I spotted Abramawicz, over by the door, examining something from his ear;
‘Oy! Abramawicz, got something for you to do.’
To his credit, he looked pleased. I handed him the documents.
‘See if you can’t find a photocopier somewhere. 2 copies of all of it. Give it to me personally.’
I pictured him wandering about aimlessly for a quarter of an hour before plucking up the courage to ask someone who might be able to help him.
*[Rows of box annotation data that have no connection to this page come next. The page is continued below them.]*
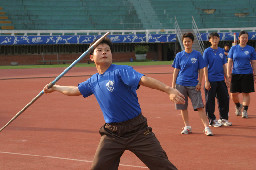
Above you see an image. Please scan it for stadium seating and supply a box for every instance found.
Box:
[0,0,256,30]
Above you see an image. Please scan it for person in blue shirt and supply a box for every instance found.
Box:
[172,33,213,136]
[203,32,232,127]
[44,38,185,170]
[227,31,256,118]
Fritz appeared in front of the desk.
‘What time we knocking off tonight, Guv?’
‘How do I know?’
‘I’m meeting some guys… we’re over Southall, tonight. Going for an Indian.’
‘Do what you like.’
They wouldn’t be debating the merits of Korma over Vindaloo: sometimes I just got too tired to care. Even about the mayhem Fritz and his thug pals would cause in the South Asian Enclave.
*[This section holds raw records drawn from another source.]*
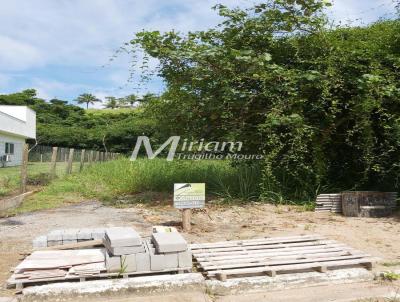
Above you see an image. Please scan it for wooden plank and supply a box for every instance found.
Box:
[198,251,358,269]
[193,244,350,261]
[202,254,367,271]
[207,258,373,277]
[192,241,335,257]
[7,267,192,287]
[190,235,325,251]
Amazingly, Abramawicz turned up with the documents: the copies in a new file. I thanked him. He needed to find another line of work. Such efficiency wouldn’t go unpunished long. I headed to the lavs to pick up my spare clothes. It was time to go and meet Harry at the Number Six. I fumbled the coathangers, my best Jacket fell in a puddle of piss by the pedestal. As I picked it up a bulging creamy envelope fell out.
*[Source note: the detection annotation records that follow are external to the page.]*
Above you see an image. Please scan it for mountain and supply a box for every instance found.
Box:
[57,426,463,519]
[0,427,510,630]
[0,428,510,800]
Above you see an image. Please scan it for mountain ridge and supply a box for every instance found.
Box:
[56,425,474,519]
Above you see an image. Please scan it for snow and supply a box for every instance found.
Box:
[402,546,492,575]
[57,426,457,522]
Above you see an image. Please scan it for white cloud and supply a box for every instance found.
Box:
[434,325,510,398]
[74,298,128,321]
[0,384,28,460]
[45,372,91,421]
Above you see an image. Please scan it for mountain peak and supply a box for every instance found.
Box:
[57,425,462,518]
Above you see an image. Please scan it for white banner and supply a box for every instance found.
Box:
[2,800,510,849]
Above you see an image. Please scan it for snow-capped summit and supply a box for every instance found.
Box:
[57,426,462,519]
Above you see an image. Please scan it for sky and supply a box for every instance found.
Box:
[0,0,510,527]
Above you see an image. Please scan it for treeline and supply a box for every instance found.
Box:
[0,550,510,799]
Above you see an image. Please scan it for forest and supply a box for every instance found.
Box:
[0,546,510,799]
I recognised the embossed crest from quite a few previous communications. A post-it note’s glue had dried and the note itself fell out as I unfolded the letter:
‘From the Office of the Nigerian State Required Skills Immigration Scheme…
Dear Mr Murray,
We are pleased at your interest in the NSRSIS. However, we regret to inform you that your particular field’s quota is full. We encourage you to reapply, but can at present give you no indication as to when your application might be accepted.
In the meantime, there are two other possibilities open to you.
Please find enclosed appropriate paper work for a) and b)’
Etc, Etc. I thought. I looked at the post-it note
‘Ray,
Unless it stops, it’s option b)
Yol.’
I stuffed all the paper in the pocket of the damp jacket, headed out to the car.